Für Psychologen – VOL.AT

Taxifahren kostet, das ist klar. Nicht jed. hat soviel Kröten, um sich das öfters leisten zu können. („Jed.“ = auf den Punkt gebrachte Tschendercorrectness nach Zanzenbergmethode. )

Wer aber in Wien ein Taxi nimmt, bekommt mehr als eine Fahrt mit ein paar verbalen Ausbrüchen wie Gschissene, Mostschädl, Neandertaler. Er kriegt auch die aktuellste Wutmeldung zu den Dauerbrennern der Regierung wie Rauchverbot, Hypo, Mariahilferstraßenrückbau u.a.m. Die klassische Ausländerschimpfe hat in den letzten Jahren nachgelassen, weil die meisten Taxifahrer selbst Ausländer sind. Die typischwiener Taxler sind heute seltener anzutreffen. Einen traf ich am letzten Dienstag.

„Wohin sois gen?“ – Kaiserstraße 46a – Gut, des schoff ma, viribus unitis – Sie können Latein? – Na, ned wirklich, ich hob des klane Latinum gmocht – Dann ham Sie studiert, und was, wenn I fragn darf? – Psychologie – Und jetzt fahrn sie Taxi?. Er erzählt die ganze Geschichte. Es sei um eine Wette gegangen, nur deshalb habe er studiert. Er habe vor vielen Jahren gewettet, dass er den Doktor mache. „Um wieviel ist‘s denn gegangen?“ frage ich nach. „Um 100.000 Schüling, das war 1978 viel Geld.“ Er habe die Wette nach 5 Jahren eingelöst. Ich staune. „Haben Sie das Geld bekommen?“ Er nickt, „die wollten erst nicht zahlen, übrigens waren es vier Juristen, eh klar, oba da homs bei mir ka Chance ghobt. Schriftliche Abmachung, alles genauestens fixiert!“

- Und jetzt fahren Sie Taxi als Doktor der Psychologie? – Ja, und gern a no. Wissens, I brauch die vün Leit, I brauch den Kontakt zu di Leit, I muass herumfahrn kena, moi dohin, moi duathin, nie waast wohins geht. I mog den Beruf wiara Fiaker sei Ross und Wogn! Und no ans: I foa nua in da Nocht. I konn den Tog nid leidn und niemois kennt I hint am Schreibtisch hockn und um 5 ois foilln lossn. Vastehns?

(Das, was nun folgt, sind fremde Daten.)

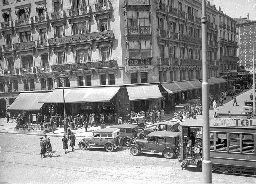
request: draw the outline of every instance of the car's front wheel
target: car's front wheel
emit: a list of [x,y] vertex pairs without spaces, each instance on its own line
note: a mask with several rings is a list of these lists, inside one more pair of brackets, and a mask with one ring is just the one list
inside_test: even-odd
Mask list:
[[140,153],[139,149],[135,146],[132,146],[130,148],[130,153],[132,155],[137,156]]
[[172,150],[169,149],[164,150],[164,151],[163,154],[165,158],[168,158],[168,159],[171,159],[174,156],[174,153],[173,153],[173,152]]
[[81,142],[79,144],[79,148],[81,150],[85,150],[87,148],[86,145],[84,142]]
[[112,152],[114,150],[114,147],[110,143],[108,143],[105,146],[105,149],[108,152]]
[[126,146],[129,146],[132,144],[132,141],[129,139],[125,139],[124,141],[124,144]]

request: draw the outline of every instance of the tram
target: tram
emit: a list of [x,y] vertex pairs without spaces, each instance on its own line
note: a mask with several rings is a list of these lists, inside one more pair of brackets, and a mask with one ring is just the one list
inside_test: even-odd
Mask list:
[[[208,134],[212,171],[255,175],[256,119],[217,118],[210,121]],[[179,161],[182,168],[201,166],[204,159],[203,120],[188,120],[180,123],[180,126]]]

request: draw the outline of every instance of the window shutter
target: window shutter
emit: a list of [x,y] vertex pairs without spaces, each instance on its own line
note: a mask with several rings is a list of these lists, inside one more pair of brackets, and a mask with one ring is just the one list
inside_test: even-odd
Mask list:
[[71,35],[73,35],[73,24],[70,24],[70,28],[71,29]]
[[53,32],[54,34],[54,37],[56,38],[56,27],[55,27],[53,28]]
[[89,21],[86,21],[86,33],[88,33],[90,32]]

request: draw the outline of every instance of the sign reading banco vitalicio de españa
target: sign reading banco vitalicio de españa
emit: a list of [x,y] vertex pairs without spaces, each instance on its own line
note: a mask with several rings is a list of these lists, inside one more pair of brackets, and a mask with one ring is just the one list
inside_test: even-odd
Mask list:
[[19,50],[19,49],[29,49],[35,47],[35,45],[34,41],[19,43],[14,43],[13,50]]
[[88,63],[79,63],[66,65],[52,65],[52,72],[65,71],[84,69],[92,69],[108,67],[116,67],[116,60],[102,61]]
[[109,30],[51,38],[49,39],[49,44],[50,45],[53,45],[63,43],[84,42],[92,40],[113,38],[113,30]]

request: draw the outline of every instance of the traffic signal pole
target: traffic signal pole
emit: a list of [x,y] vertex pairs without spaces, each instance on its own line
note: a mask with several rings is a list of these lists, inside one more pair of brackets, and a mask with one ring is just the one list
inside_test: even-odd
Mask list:
[[210,120],[209,116],[209,83],[208,82],[208,64],[207,61],[207,18],[206,14],[205,1],[202,2],[202,59],[203,61],[203,149],[202,161],[203,183],[211,183],[212,161],[210,157]]

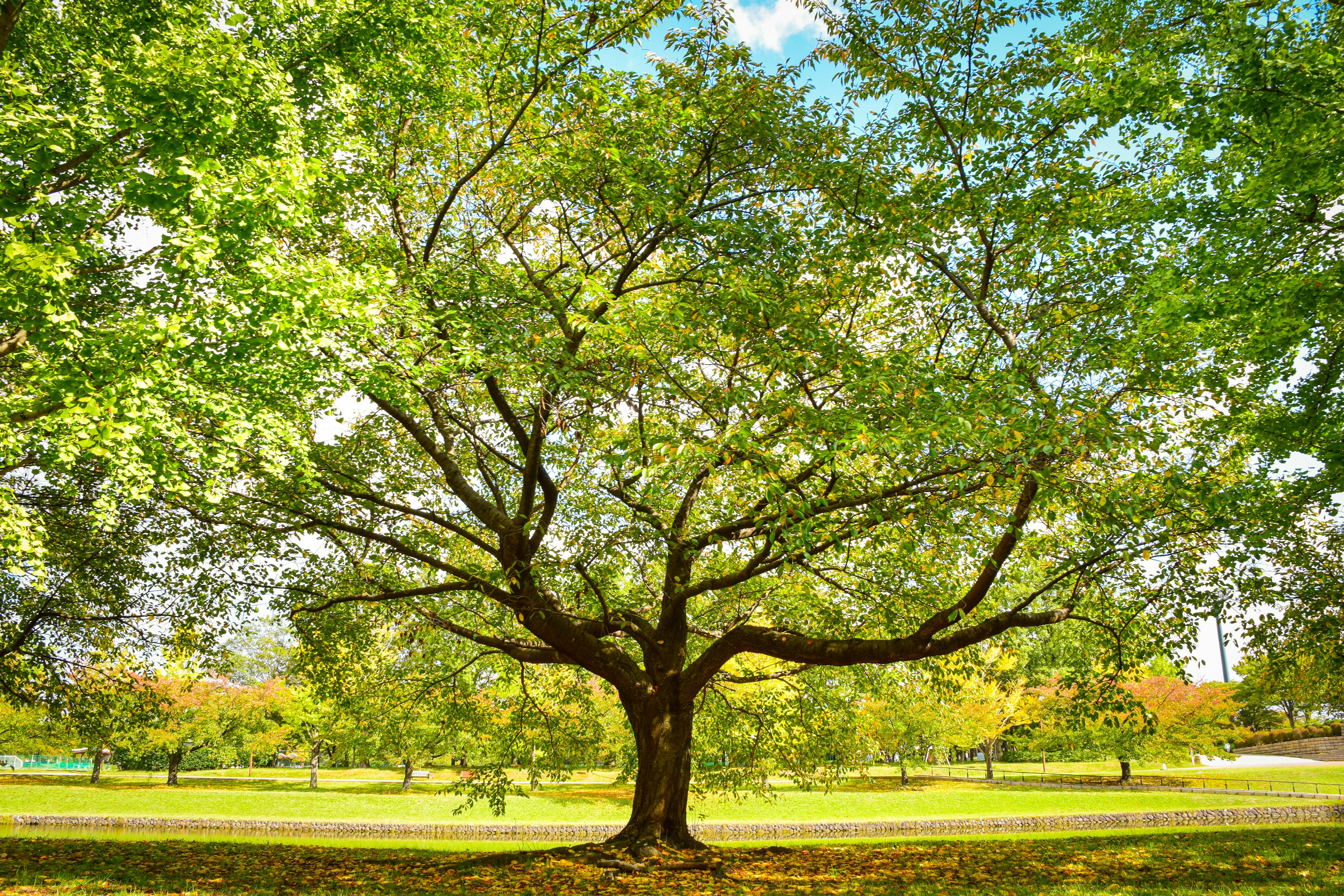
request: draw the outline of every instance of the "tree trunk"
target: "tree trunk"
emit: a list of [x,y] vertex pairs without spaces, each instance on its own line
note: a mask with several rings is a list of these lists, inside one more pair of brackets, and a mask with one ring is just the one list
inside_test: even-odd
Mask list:
[[[638,701],[638,703],[637,703]],[[691,799],[691,707],[671,707],[652,699],[621,699],[634,731],[634,750],[640,768],[634,776],[634,801],[630,821],[610,844],[642,858],[657,844],[677,848],[700,848],[687,826]]]

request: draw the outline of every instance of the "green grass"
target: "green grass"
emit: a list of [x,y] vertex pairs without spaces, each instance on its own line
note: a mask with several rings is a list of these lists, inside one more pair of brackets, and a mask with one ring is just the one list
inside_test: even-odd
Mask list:
[[[703,857],[704,853],[700,854]],[[7,896],[1298,896],[1344,891],[1344,826],[714,848],[718,873],[610,877],[566,850],[0,840]]]
[[[508,801],[505,822],[618,822],[629,813],[632,791],[613,786],[551,787]],[[962,782],[892,780],[857,783],[827,794],[781,787],[773,801],[715,799],[696,806],[704,821],[895,821],[1064,815],[1078,813],[1267,806],[1275,797],[1238,797],[1160,791],[1044,790],[985,787]],[[161,818],[239,818],[274,821],[482,822],[489,809],[461,815],[461,799],[425,787],[401,793],[396,785],[327,783],[316,791],[301,782],[184,782],[177,787],[114,779],[98,786],[60,778],[5,778],[0,814],[128,815]]]

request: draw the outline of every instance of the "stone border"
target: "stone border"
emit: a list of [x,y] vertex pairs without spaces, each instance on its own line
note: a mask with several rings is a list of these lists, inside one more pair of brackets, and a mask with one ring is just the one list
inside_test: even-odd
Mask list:
[[[97,815],[12,815],[13,825],[62,827],[157,827],[212,833],[319,834],[458,841],[586,842],[616,834],[621,825],[396,825],[341,821],[230,821],[216,818],[118,818]],[[942,834],[1016,834],[1050,830],[1125,827],[1204,827],[1219,825],[1313,825],[1344,822],[1344,805],[1246,806],[1177,811],[1030,815],[1016,818],[925,818],[870,822],[700,823],[691,833],[710,842],[761,840],[853,840],[935,837]]]
[[[1008,772],[1015,774],[1015,772]],[[1068,790],[1154,790],[1173,794],[1227,794],[1228,797],[1285,797],[1298,799],[1340,799],[1344,794],[1309,794],[1305,790],[1223,790],[1222,787],[1164,787],[1161,785],[1071,785],[1059,780],[1009,780],[1007,778],[954,778],[952,775],[910,775],[919,780],[958,780],[972,785],[1008,785],[1015,787],[1056,787]],[[1333,787],[1333,785],[1331,785]]]

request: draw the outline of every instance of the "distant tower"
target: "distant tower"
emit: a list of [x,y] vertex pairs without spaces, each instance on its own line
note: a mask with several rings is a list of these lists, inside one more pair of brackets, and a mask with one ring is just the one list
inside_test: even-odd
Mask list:
[[1218,625],[1218,656],[1223,660],[1223,681],[1228,682],[1231,678],[1227,676],[1227,647],[1223,646],[1223,621],[1214,617],[1214,622]]

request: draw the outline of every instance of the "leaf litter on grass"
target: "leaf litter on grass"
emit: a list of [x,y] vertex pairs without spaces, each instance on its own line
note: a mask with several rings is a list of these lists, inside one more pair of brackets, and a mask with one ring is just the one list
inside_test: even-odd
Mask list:
[[[712,848],[711,870],[620,873],[581,848],[437,853],[194,841],[0,840],[4,896],[430,893],[862,895],[1344,892],[1344,826]],[[667,857],[691,858],[687,856]],[[703,853],[694,857],[704,858]]]

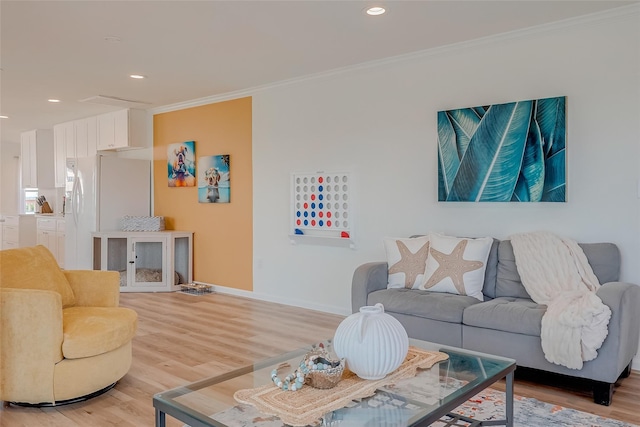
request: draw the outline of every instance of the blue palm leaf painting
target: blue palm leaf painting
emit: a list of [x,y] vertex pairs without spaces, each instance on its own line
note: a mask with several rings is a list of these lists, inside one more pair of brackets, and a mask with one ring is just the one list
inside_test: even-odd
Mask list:
[[438,112],[438,200],[566,201],[566,98]]

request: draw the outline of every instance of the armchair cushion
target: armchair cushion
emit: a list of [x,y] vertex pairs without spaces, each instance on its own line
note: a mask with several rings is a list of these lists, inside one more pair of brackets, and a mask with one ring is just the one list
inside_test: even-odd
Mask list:
[[70,307],[62,310],[65,359],[97,356],[133,339],[138,316],[123,307]]
[[0,286],[55,291],[62,306],[75,304],[75,295],[53,254],[42,245],[0,251]]

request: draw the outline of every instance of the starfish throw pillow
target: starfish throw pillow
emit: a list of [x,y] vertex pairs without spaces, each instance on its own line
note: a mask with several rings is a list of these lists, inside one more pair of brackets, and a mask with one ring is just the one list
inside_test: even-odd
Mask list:
[[429,255],[429,236],[386,238],[389,282],[387,288],[414,289],[424,281]]
[[429,241],[427,270],[419,289],[468,295],[484,301],[484,272],[493,239],[431,234]]

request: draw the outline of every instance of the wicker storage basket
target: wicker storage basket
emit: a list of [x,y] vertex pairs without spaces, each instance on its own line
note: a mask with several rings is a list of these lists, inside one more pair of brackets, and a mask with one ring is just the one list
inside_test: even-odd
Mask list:
[[324,369],[322,371],[311,371],[307,374],[307,378],[305,384],[310,385],[313,388],[333,388],[342,379],[342,373],[344,372],[344,360],[331,360],[329,354],[324,350],[316,350],[310,353],[307,353],[305,356],[305,360],[307,360],[310,356],[317,355],[329,362],[338,363],[338,366]]
[[120,220],[122,231],[163,231],[163,216],[125,216]]

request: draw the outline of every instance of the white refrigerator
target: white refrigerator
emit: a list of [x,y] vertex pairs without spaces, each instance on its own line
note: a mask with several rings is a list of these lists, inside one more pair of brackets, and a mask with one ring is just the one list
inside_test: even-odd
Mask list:
[[67,270],[93,269],[95,231],[120,229],[126,215],[151,212],[151,162],[116,156],[67,160],[65,262]]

- Ich nicke zögerlich. - „Tschuidigen, was mochn denn Sie? - „Bücher und CD“, anowrte ich. – Sogns, derf I inan wos schickn? I schreib a weng, hab Gedichte gmocht, auf Wienarisch. - „Und worum geht’s bei den Gedichten?“ – Um Frauen, sagt er, um meine geliebten Frauen, für die hab I imma Gedichtln gmocht. Er wird sie schicken. Wir sind am Ziel: Literaturhaus.